Title: Group then Scale: Dynamic Mixture-of-Experts Multilingual Language Model

Authors: Chong Li, Yingzhuo Deng, Jiajun Zhang, Chengqing Zong
Subjects: cs.CL, cs.AI
Abstract URL: https://arxiv.org/abs/2506.12388
Pdf URL: https://arxiv.org/pdf/2506.12388
Copy Paste: [[2506.12388]] Group then Scale: Dynamic Mixture-of-Experts Multilingual Language Model(https://arxiv.org/abs/2506.12388)
Keywords: language model, llm
Abstract: The curse of multilinguality phenomenon is a fundamental problem of multilingual Large Language Models (LLMs), where the competition between massive languages results in inferior performance. It mainly comes from limited capacity and negative transfer between dissimilar languages. To address this issue, we propose a method to dynamically group and scale up the parameters of multilingual LLM while boosting positive transfer among similar languages. Specifically, the model is first tuned on monolingual corpus to determine the parameter deviation in each layer and quantify the similarity between languages. Layers with more deviations are extended to mixture-of-experts layers to reduce competition between languages, where one expert module serves one group of similar languages. Experimental results on 18 to 128 languages show that our method reduces the negative transfer between languages and significantly boosts multilingual performance with fewer parameters. Such language group specialization on experts benefits the new language adaptation and reduces the inference on the previous multilingual knowledge learned.
摘要：多语言现象的诅咒是多语言大语言模型（LLMS）的一个基本问题，其中大规模语言之间的竞争会导致表现较低。
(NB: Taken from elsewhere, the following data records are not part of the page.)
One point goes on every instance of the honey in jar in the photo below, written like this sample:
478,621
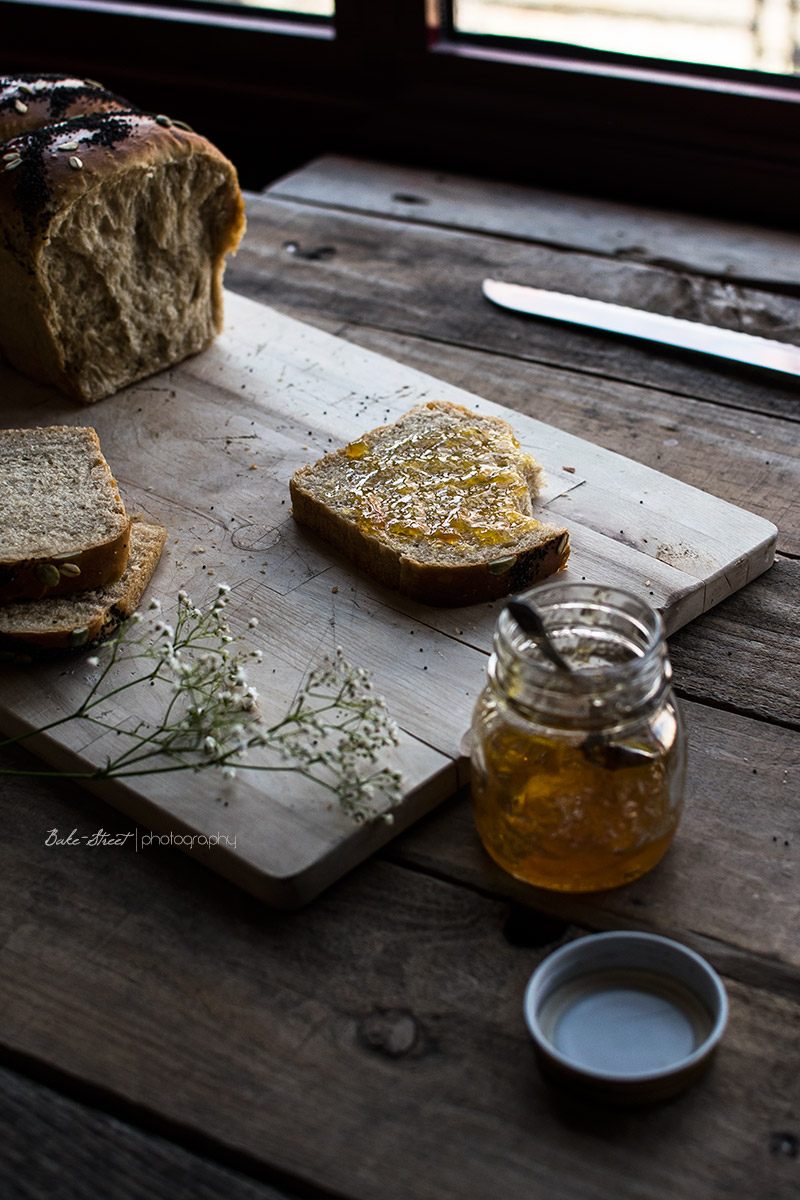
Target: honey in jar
578,769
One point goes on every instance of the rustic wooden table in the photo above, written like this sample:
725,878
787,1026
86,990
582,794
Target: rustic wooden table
166,1035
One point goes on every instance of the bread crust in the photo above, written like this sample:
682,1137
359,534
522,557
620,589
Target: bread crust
97,613
541,553
43,175
30,101
77,568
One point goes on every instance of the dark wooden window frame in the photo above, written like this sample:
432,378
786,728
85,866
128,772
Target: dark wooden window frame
275,93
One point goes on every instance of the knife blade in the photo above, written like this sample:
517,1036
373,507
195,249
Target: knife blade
653,327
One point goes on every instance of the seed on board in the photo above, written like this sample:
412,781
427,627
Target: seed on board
47,574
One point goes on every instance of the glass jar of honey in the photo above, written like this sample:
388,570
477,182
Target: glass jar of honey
578,768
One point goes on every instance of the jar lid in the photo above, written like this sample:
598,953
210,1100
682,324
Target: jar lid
626,1017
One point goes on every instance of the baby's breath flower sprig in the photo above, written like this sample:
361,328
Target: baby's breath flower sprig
334,731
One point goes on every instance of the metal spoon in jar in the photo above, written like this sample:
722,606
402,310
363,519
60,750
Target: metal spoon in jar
595,748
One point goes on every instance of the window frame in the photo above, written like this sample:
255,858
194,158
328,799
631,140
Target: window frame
274,93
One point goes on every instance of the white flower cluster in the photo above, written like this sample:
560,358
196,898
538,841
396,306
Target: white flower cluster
335,731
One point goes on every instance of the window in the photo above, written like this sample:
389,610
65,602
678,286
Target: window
277,83
753,35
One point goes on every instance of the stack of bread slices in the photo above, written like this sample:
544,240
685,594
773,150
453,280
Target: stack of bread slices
72,562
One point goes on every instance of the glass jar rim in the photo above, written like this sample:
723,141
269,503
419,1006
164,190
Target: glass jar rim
569,597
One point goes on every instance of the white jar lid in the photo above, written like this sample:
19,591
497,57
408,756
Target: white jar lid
625,1015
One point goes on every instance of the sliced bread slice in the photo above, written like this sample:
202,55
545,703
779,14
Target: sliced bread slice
65,622
438,505
62,522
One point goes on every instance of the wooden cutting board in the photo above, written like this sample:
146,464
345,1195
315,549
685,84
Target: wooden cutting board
208,449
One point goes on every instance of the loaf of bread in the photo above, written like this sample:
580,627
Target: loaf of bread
29,101
64,525
86,617
438,505
114,229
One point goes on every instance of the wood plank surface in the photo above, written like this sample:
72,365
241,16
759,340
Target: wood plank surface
405,277
58,1149
277,393
166,1033
675,240
378,1048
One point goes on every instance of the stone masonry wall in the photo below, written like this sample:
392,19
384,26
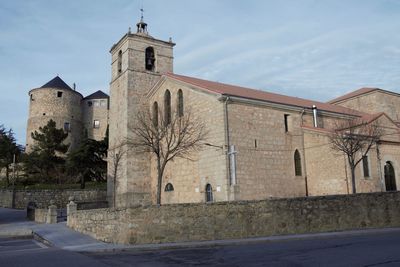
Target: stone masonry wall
42,197
229,220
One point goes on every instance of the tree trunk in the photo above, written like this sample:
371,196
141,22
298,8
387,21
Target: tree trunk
353,178
159,180
8,176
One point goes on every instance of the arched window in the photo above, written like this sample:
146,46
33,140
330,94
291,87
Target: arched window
119,61
209,197
180,103
169,187
167,107
155,114
390,177
297,163
150,59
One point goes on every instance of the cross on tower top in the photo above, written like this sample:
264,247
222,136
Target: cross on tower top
141,25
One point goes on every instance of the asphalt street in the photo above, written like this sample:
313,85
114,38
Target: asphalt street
29,252
372,249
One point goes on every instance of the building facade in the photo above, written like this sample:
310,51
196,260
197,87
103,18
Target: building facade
79,116
259,144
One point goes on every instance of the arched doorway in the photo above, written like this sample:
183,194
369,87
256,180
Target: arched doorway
390,178
209,196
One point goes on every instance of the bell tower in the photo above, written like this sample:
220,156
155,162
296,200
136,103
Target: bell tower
137,62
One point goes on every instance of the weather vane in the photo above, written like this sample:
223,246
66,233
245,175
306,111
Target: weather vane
141,10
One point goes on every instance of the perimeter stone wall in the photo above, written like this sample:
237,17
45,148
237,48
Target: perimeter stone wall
242,219
42,197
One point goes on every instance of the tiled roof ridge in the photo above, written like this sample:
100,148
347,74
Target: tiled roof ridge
239,91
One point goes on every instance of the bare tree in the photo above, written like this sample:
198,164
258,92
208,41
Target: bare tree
115,154
355,138
166,136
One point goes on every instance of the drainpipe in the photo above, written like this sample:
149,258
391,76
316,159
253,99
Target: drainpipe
304,152
314,108
378,156
227,141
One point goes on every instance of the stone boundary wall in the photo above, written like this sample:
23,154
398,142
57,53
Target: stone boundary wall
231,220
42,197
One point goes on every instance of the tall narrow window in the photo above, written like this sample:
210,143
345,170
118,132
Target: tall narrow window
150,59
286,120
365,166
155,114
96,124
209,196
167,107
119,61
180,103
67,127
169,187
297,163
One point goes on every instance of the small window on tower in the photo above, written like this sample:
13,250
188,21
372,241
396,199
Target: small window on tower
67,127
119,61
150,58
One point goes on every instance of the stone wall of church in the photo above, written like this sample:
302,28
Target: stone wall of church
375,102
190,177
239,219
328,171
265,152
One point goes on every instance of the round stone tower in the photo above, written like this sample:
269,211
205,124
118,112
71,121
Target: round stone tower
58,102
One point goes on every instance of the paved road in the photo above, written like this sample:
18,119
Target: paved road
29,252
381,249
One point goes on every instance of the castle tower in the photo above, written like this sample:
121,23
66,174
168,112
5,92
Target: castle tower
138,61
58,102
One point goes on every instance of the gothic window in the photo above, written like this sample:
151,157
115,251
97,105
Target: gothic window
180,103
155,114
119,61
390,178
209,196
167,107
169,187
365,166
67,127
286,118
297,163
96,124
150,59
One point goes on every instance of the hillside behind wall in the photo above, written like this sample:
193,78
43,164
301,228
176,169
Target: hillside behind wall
230,220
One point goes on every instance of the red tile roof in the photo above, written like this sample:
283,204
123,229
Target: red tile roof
233,90
355,93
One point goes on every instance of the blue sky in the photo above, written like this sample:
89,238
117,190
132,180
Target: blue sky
306,48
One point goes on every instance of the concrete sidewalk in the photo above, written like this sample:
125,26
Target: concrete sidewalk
14,224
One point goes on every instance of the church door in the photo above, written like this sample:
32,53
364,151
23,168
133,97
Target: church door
390,179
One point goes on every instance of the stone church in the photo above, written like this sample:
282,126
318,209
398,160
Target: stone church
259,145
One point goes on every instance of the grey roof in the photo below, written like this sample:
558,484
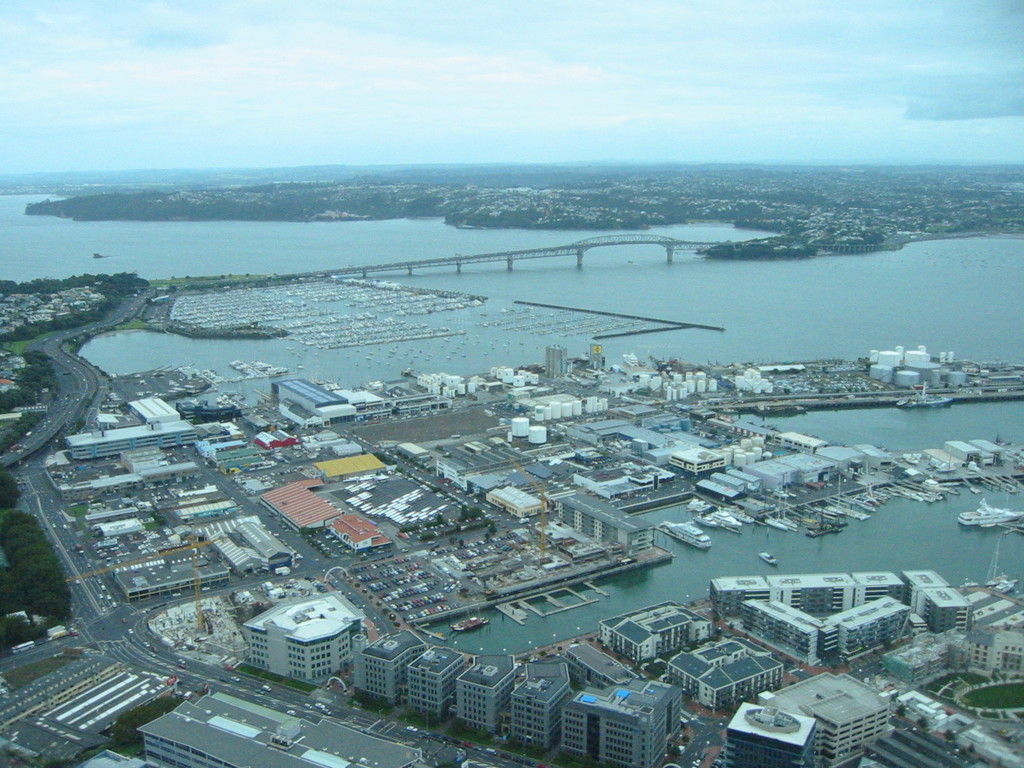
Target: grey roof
240,733
392,646
488,671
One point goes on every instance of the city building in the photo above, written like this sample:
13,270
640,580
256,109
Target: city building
766,737
627,726
483,690
816,594
223,731
305,638
605,523
537,704
589,666
849,714
723,674
989,650
556,361
107,442
380,667
648,633
938,604
842,635
430,681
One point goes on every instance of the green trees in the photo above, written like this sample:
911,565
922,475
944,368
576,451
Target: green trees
34,582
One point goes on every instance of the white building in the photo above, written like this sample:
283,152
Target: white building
305,638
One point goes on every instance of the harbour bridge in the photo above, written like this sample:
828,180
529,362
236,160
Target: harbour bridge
671,245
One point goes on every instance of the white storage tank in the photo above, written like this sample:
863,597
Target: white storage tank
890,358
956,378
906,379
881,373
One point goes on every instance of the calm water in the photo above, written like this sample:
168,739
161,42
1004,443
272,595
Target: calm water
958,295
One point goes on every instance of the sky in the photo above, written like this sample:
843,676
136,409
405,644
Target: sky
114,84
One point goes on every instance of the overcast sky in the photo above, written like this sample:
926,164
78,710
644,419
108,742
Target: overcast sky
114,84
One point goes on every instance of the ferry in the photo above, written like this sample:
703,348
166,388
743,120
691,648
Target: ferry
687,532
924,399
986,515
768,557
473,623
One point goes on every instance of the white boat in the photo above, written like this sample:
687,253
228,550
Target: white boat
697,505
687,532
987,515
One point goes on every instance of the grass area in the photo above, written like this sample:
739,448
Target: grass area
1005,696
17,347
246,669
956,678
22,676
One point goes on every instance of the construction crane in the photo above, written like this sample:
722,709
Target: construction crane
542,492
194,546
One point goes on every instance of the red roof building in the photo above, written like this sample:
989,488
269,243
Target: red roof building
357,532
299,507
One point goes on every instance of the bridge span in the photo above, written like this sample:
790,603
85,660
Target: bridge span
671,245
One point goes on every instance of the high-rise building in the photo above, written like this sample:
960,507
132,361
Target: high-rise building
556,361
849,714
430,681
537,704
305,638
380,668
766,737
482,691
627,726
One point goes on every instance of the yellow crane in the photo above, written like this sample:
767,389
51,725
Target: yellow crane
542,492
194,546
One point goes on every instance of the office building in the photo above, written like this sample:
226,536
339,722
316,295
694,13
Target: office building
849,714
305,638
537,704
766,737
380,667
723,674
650,632
221,731
588,666
483,690
627,726
430,681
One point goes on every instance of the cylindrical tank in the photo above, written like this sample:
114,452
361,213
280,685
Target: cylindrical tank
956,378
906,378
890,358
881,373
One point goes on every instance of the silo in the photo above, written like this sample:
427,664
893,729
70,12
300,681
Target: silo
956,378
890,358
520,426
881,373
906,378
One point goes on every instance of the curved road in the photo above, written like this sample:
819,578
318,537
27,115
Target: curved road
79,384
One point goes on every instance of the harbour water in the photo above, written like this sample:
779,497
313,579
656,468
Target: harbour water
961,295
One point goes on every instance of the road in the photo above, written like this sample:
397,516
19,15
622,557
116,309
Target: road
80,385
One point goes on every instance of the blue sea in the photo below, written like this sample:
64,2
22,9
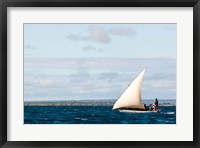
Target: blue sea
95,115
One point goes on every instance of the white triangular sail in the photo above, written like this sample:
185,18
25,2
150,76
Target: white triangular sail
131,98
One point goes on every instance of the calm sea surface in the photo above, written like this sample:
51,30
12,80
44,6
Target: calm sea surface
95,115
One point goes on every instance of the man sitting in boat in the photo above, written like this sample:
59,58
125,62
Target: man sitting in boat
152,107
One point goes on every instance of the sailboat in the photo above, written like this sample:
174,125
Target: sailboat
130,100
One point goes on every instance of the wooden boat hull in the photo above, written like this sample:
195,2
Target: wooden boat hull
139,111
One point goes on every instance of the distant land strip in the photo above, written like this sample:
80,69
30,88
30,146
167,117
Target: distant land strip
78,103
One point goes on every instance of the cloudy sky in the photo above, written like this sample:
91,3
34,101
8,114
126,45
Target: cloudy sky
98,61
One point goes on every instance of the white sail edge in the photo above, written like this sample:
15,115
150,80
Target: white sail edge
131,98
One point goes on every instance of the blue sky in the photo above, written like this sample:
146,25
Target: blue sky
98,61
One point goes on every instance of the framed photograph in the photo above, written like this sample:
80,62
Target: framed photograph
99,73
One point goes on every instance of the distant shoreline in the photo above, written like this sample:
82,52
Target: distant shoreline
83,103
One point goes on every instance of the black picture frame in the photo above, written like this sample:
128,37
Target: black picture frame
4,4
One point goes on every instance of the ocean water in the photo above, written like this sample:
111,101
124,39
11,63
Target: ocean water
95,115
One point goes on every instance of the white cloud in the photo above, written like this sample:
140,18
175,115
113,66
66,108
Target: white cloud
96,78
122,31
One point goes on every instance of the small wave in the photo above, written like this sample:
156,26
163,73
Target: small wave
169,113
84,119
它主要来自有限的能力和不同语言之间的负转移。为了解决此问题，我们提出了一种方法，以动态分组和扩展多语言LLM的参数，同时促进类似语言之间的正转移。具体而言，该模型首先在单语语料库上调整，以确定每一层的参数偏差并量化语言之间的相似性。具有更多偏差的图层扩展到了专家的混合物，以减少语言之间的竞争，其中一个专家模块为一组类似的语言提供服务。 18至128种语言的实验结果表明，我们的方法减少了语言之间的负面传递，并显着提高了多语言性能，参数较少。这样的语言组专业化专家受益于新的语言适应，并减少了对以前的多语言知识的推论。

Title: Exploring Cultural Variations in Moral Judgments with Large Language Models

Authors: Hadi Mohammadi, Efthymia Papadopoulou, Yasmeen F.S.S. Meijer, Ayoub Bagheri
Subjects: cs.CL
Abstract URL: https://arxiv.org/abs/2506.12433
Pdf URL: https://arxiv.org/pdf/2506.12433
Copy Paste: [[2506.12433]] Exploring Cultural Variations in Moral Judgments with Large Language Models(https://arxiv.org/abs/2506.12433)
Keywords: language model, gpt, llm
Abstract: Large Language Models (LLMs) have shown strong performance across many tasks, but their ability to capture culturally diverse moral values remains unclear. In this paper, we examine whether LLMs can mirror variations in moral attitudes reported by two major cross-cultural surveys: the World Values Survey and the PEW Research Center's Global Attitudes Survey. We compare smaller, monolingual, and multilingual models (GPT-2, OPT, BLOOMZ, and Qwen) with more recent instruction-tuned models (GPT-4o, GPT-4o-mini, Gemma-2-9b-it, and Llama-3.3-70B-Instruct). Using log-probability-based moral justifiability scores, we correlate each model's outputs with survey data covering a broad set of ethical topics. Our results show that many earlier or smaller models often produce near-zero or negative correlations with human judgments. In contrast, advanced instruction-tuned models (including GPT-4o and GPT-4o-mini) achieve substantially higher positive correlations, suggesting they better reflect real-world moral attitudes. While scaling up model size and using instruction tuning can improve alignment with cross-cultural moral norms, challenges remain for certain topics and regions. We discuss these findings in relation to bias analysis, training data diversity, and strategies for improving the cultural sensitivity of LLMs.
摘要：大型语言模型（LLMS）在许多任务中表现出很强的表现，但是它们捕获文化多样的道德价值观的能力尚不清楚。在本文中，我们检查了LLM是否可以反映两种主要的跨文化调查报告的道德态度的变化：世界价值调查和皮尤研究中心的全球态度调查。我们将较小，单语和多语言模型（GPT-2，OPT，Bloomz和Qwen）与最新的指导调节模型（GPT-4O，GPT-4O，GPT-4O-MINI，GEMMA-2-9B-IT和LLAMA-3.3-70B教学）进行了比较。使用基于对数的道德合理性得分，我们将每个模型的输出与涵盖一系列道德主题的调查数据相关联。我们的结果表明，许多早期或较小的模型通常与人类判断产生接近零或负相关。相反，先进的指导调整模型（包括GPT-4O和GPT-4O-MINI）实现了更高的正相关性，这表明它们更好地反映了现实世界的道德态度。虽然扩大模型大小并使用指令调整可以改善跨文化道德规范的对准，但对于某些主题和地区，挑战仍然存在。我们讨论了有关偏见分析，培训数据多样性以及提高LLM文化敏感性的策略的这些发现。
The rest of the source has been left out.